25 August 2018
The Financial Reporting Council has recently released a consultation document on Corporate Governance for large private companies. It contains thought-provoking advice that is just as relevant to small and medium-sized enterprises.
The most recent high-profile business failure (or rescue, depending on your point of view) is House of Fraser, a venerable organisation of more than 169 years, which has nevertheless fallen victim to modern retail trends. There have been a number of others in the last few months, including Maplins and Toys R Us – see my blog of 26 March. The media has widely reported the distress and disappointment of those affected: employees who fear losing their job, or of being re-employed on less favourable terms, customers, especially those who have paid on line for orders that will not be fulfilled, pension-scheme members and suppliers. There has been little mention of the shareholders. They are presumably unworthy of the public’s sympathy but they too are losers. This illustrates the way in which a business integrates into society, and the large number of people and organisations that depend on it or are influenced by it.

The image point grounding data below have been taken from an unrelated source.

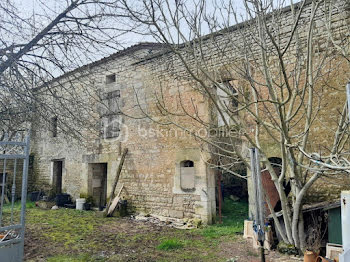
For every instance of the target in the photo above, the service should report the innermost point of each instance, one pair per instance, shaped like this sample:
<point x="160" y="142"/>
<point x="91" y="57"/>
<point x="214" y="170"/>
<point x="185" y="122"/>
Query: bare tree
<point x="57" y="37"/>
<point x="268" y="79"/>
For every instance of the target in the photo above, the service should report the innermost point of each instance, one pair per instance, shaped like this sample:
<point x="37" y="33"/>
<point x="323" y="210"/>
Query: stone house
<point x="167" y="171"/>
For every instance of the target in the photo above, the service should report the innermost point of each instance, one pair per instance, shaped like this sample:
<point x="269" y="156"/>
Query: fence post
<point x="259" y="219"/>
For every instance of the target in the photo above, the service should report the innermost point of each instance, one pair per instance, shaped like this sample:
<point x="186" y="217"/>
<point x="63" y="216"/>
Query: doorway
<point x="97" y="184"/>
<point x="57" y="176"/>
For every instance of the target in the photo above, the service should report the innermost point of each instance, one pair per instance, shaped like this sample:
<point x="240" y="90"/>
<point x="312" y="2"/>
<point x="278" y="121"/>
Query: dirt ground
<point x="69" y="235"/>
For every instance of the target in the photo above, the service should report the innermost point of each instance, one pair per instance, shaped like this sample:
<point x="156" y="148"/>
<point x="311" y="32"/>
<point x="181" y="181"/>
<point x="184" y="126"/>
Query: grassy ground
<point x="67" y="235"/>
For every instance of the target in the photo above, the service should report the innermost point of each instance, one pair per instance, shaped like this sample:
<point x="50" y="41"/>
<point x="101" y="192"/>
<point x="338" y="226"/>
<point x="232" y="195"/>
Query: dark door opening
<point x="57" y="176"/>
<point x="98" y="184"/>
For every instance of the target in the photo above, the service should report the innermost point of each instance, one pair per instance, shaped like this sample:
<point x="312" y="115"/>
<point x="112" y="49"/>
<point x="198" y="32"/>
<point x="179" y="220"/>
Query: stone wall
<point x="151" y="171"/>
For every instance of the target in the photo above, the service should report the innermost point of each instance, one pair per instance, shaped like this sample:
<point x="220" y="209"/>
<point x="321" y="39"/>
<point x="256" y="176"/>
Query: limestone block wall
<point x="150" y="170"/>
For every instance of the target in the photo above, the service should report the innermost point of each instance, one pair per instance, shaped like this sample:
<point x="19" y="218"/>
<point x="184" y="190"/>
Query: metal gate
<point x="14" y="160"/>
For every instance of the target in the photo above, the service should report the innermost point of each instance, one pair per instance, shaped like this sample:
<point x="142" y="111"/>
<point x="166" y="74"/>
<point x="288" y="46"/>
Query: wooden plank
<point x="114" y="203"/>
<point x="119" y="170"/>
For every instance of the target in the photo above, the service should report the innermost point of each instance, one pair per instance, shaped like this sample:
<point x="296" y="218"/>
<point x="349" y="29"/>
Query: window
<point x="54" y="126"/>
<point x="228" y="102"/>
<point x="187" y="175"/>
<point x="110" y="79"/>
<point x="110" y="115"/>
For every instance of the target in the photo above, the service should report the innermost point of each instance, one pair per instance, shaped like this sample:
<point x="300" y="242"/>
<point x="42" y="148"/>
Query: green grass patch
<point x="170" y="244"/>
<point x="234" y="214"/>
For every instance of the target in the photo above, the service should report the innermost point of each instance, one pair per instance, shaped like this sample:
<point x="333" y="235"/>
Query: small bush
<point x="170" y="244"/>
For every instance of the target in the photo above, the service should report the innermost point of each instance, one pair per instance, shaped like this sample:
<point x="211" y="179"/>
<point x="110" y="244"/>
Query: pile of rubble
<point x="187" y="223"/>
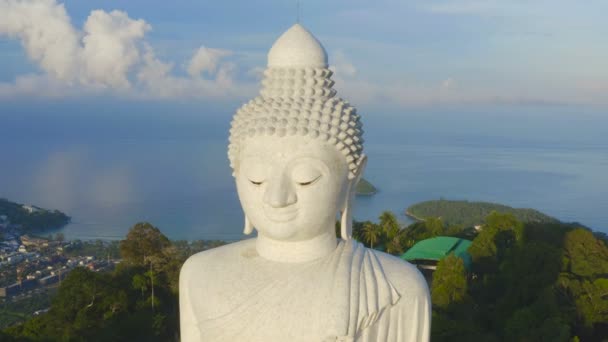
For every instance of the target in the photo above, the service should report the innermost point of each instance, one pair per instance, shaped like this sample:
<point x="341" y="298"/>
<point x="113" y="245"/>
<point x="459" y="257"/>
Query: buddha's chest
<point x="268" y="304"/>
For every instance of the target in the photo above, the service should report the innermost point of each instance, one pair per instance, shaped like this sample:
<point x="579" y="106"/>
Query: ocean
<point x="110" y="167"/>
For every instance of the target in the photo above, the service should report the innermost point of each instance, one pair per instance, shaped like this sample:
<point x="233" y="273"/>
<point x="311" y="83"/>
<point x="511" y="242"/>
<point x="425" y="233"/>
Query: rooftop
<point x="438" y="248"/>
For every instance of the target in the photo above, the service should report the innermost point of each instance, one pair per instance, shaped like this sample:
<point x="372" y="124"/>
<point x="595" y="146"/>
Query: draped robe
<point x="353" y="294"/>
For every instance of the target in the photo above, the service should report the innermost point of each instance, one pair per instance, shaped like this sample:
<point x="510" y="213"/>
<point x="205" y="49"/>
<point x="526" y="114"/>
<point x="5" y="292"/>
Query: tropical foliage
<point x="469" y="214"/>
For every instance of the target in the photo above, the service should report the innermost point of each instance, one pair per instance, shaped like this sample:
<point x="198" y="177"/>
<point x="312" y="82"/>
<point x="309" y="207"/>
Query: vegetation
<point x="99" y="249"/>
<point x="534" y="281"/>
<point x="39" y="219"/>
<point x="470" y="214"/>
<point x="15" y="311"/>
<point x="364" y="187"/>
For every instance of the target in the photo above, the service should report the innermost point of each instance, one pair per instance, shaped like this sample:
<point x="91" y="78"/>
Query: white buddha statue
<point x="296" y="153"/>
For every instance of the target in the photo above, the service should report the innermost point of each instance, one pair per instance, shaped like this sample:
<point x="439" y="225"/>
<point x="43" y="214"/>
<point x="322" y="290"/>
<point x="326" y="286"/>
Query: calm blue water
<point x="111" y="170"/>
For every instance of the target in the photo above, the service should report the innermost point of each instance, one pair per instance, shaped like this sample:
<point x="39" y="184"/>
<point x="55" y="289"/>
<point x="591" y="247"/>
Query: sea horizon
<point x="110" y="172"/>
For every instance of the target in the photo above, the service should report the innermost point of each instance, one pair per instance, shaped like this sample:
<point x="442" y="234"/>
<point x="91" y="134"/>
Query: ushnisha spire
<point x="297" y="98"/>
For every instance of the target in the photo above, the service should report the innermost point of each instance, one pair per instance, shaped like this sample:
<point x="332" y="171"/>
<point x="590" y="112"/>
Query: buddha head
<point x="296" y="150"/>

According to the Edelman Trust Barometer, an organisation that has been tracking trust in institutions for the past two decades, the percentage of the ‘informed public’ that had trust in businesses fell last year from 65% to 64%. Only 52% of the general public trusted businesses. In response to a notable decline in public trust in how big business operates, the Government published its Green Paper, Corporate Governance Reform, in 2016, which noted that strong corporate governance ‘provides confidence not just to shareholders, but to other key stakeholders, that a company is being well run”.

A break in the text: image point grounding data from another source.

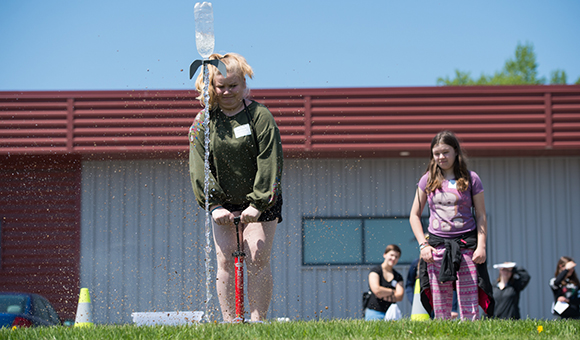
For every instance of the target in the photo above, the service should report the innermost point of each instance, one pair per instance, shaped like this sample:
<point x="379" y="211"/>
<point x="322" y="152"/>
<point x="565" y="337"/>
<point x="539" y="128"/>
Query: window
<point x="356" y="241"/>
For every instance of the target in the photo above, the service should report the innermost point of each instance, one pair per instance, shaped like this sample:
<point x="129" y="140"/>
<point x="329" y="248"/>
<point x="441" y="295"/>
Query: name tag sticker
<point x="243" y="130"/>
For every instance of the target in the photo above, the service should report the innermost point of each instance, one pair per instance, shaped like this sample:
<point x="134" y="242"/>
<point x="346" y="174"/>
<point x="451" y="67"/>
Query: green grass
<point x="334" y="329"/>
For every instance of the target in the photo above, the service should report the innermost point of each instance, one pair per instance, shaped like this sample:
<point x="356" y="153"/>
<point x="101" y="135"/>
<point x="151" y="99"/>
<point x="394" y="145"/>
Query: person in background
<point x="565" y="287"/>
<point x="385" y="284"/>
<point x="456" y="249"/>
<point x="506" y="292"/>
<point x="244" y="180"/>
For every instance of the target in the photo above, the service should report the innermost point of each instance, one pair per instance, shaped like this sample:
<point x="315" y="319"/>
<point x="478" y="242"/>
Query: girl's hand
<point x="222" y="216"/>
<point x="250" y="214"/>
<point x="427" y="254"/>
<point x="479" y="256"/>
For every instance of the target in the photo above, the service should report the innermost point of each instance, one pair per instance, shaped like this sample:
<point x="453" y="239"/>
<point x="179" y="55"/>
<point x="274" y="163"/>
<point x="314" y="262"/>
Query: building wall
<point x="39" y="228"/>
<point x="142" y="234"/>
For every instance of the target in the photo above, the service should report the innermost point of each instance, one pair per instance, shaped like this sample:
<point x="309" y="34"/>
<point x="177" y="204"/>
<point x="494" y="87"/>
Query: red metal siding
<point x="370" y="122"/>
<point x="40" y="212"/>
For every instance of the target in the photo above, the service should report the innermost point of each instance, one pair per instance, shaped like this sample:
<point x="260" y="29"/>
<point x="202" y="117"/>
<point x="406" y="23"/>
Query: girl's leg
<point x="225" y="245"/>
<point x="258" y="240"/>
<point x="467" y="288"/>
<point x="442" y="292"/>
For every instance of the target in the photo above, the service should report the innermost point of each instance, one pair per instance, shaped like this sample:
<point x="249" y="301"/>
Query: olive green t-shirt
<point x="241" y="172"/>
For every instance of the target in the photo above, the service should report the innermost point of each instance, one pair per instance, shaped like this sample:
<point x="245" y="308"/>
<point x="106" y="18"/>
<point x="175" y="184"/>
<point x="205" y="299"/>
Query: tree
<point x="519" y="71"/>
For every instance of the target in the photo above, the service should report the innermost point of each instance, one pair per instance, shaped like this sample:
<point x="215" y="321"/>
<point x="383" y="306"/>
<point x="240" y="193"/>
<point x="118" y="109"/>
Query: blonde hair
<point x="235" y="64"/>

As a result of this consultation, publicly quoted companies now have to comply with the UK Corporate Governance Code. This took in only 0.2% of the UK’s registered companies, so recently the Government tasked the Financial Reporting Council, under the leadership of James Wates CBE, with a consultation on how this good practice could be extended to large private companies – those with more than 2,000 employees, a turnover of £200 million or a balance sheet of more than £2 billion. This measure, if implemented, will still leave approximately 96% of British companies outside the scope of compulsory compliance with the Code.
Probably most owners and managers of SMEs will breathe a sigh of relief that they will not have to comply with what they might see as yet more red tape.
On the other hand, is it possible that some will see that the adoption of a corporate governance code could strengthen their business and enhance its relationship with its investors, managers, employees, customers and suppliers?
The failure of a business is a catastrophic event that causes financial hardship and psychological stress. Its effects are often far-reaching, usually affecting the wider community. Successful companies avoid this by adopting good corporate governance, ensuring that they are sustainable, and in doing so become foundation stones of the community, generating wealth, creating employment and setting good examples.
Corporate governance should not be a bureaucratic burden, or a box-ticking exercise, but instead it should be a way of stepping back from the drudgery of day to day management and taking time to examine your company’s core values, basic strategy and future prosperity.